Between January 1986 and December 2017, 5,833 patients with cervical cancer who were treated at PUMCH were identified. Sixty of these patients were 25 years or younger (1.0% of the cervical cancer patient population). The patients’ demographic and clinical characteristics are summarized in Table 1. The median age at the diagnosis of cervical cancer was 23 years old. Among the 60 young patients, 44 (73.3%) were diagnosed with cervical carcinoma and 16 (26.7%) with sarcoma. In the cervical carcinoma group, the most common histology was squamous cell carcinoma (50.0%) followed by adenocarcinoma (40.9%). Notably, clear cell carcinoma of the cervix (CCCC) comprised 61.1% (11/18) of adenocarcinomas; 8 (72.7%) of which were pre-sexual debut. In the cervical sarcoma group, embryonal rhabdomyosarcoma (ERMS) comprised half this patient subpopulation (8/16) while endometrial stromal sarcoma afflicted 25%. Nearly 77% of cervical carcinoma patients had engaged in sexual activity before diagnosis; the median age at first intercourse was 19 years, and eleven patients had three or more sexual partners. In contrast, the majority of cervical sarcoma patients had never been sexually active. More than 80% of patients with cervical carcinoma presented with post-coital or abnormal vaginal bleeding, and only three patients had their cancers detected by cervical cancer screening. However, abnormal vaginal bleeding and cervical polypoid mass were the common symptoms in patients with cervical sarcoma. Over 88% of patients with cervical cancer had stage I–II disease; only seven patients had stage III–IV.

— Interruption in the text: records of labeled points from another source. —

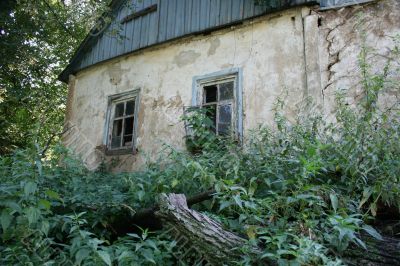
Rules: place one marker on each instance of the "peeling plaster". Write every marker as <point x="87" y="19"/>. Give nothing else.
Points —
<point x="270" y="52"/>
<point x="185" y="58"/>
<point x="215" y="43"/>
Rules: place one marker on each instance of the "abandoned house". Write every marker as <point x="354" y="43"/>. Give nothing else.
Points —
<point x="131" y="78"/>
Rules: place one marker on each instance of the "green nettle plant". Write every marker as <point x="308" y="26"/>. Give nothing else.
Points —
<point x="305" y="192"/>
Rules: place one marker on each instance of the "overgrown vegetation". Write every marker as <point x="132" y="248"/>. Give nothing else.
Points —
<point x="303" y="192"/>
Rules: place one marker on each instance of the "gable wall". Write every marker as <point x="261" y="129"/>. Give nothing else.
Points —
<point x="284" y="52"/>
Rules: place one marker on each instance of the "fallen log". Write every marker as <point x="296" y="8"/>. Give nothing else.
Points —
<point x="146" y="218"/>
<point x="206" y="236"/>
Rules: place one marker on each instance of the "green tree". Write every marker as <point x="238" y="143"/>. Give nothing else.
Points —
<point x="37" y="38"/>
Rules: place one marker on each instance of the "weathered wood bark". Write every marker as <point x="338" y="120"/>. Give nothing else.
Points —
<point x="378" y="253"/>
<point x="205" y="235"/>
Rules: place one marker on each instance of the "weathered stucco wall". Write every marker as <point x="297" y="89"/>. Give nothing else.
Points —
<point x="293" y="51"/>
<point x="342" y="34"/>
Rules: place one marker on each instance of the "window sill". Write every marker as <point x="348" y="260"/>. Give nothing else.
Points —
<point x="116" y="152"/>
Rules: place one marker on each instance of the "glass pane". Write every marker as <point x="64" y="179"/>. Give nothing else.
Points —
<point x="210" y="94"/>
<point x="115" y="142"/>
<point x="130" y="108"/>
<point x="128" y="141"/>
<point x="225" y="113"/>
<point x="212" y="115"/>
<point x="223" y="129"/>
<point x="117" y="128"/>
<point x="128" y="126"/>
<point x="119" y="110"/>
<point x="226" y="91"/>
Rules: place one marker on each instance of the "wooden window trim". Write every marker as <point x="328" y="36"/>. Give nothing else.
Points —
<point x="197" y="98"/>
<point x="140" y="13"/>
<point x="217" y="82"/>
<point x="113" y="100"/>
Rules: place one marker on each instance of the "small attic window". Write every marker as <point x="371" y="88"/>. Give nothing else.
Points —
<point x="220" y="93"/>
<point x="140" y="13"/>
<point x="121" y="123"/>
<point x="329" y="4"/>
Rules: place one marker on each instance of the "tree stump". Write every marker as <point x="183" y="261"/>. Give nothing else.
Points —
<point x="205" y="235"/>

Table 1 Demographic and clinical characteristics of cervical cancer patients aged ≤25 years

Of the 44 patients with cervical carcinoma, 3 were unable to tolerate any treatment owing to extensive metastases and multiple organ failure. Twenty patients underwent laparoscopic or abdominal radical hysterectomy, among whom 14 had ovarian conservation surgery. Radical trachelectomy was performed in eight patients with stage IB1 tumors <2 cm, and three patients with stage IA1 tumors underwent conization. Among the eleven patients who underwent fertility-sparing surgeries, one experienced a recurrence and got remission after chemoradiotherapy. Seven patients attempted to become pregnant and four (57.1%) were able to conceive. A total of six pregnancies occurred, resulting in four live births (66.7%) and two miscarriages (33.3%) owing to premature membrane ruptures during the second trimester (Table 2). Additionally, 14 patients with postoperative pathological risk factors received adjuvant pelvic radiotherapy following radical surgery, and 10 received concurrent chemoradiotherapy as their primary treatment. Among the 31 patients who underwent surgeries, LN metastasis was diagnosed in 7 patients; moreover, LVSI was observed in 6 patients and DSI in 11 patients. Among patients with sarcoma, nine with ERMS or alveolar soft part sarcoma underwent polypoid mass resection with adjuvant chemotherapy consisting of vincristine, actinomycin, and cyclophosphamide/ifosfamide. Six patients with endometrial stromal sarcoma or adenosarcoma underwent conization, followed by adjuvant chemotherapy consisting of cisplatin, epirubicin, and ifosfamide. Laparoscopic radical hysterectomy and pelvic LN dissection was performed in one patient with endometrial stromal sarcoma who had lung metastasis.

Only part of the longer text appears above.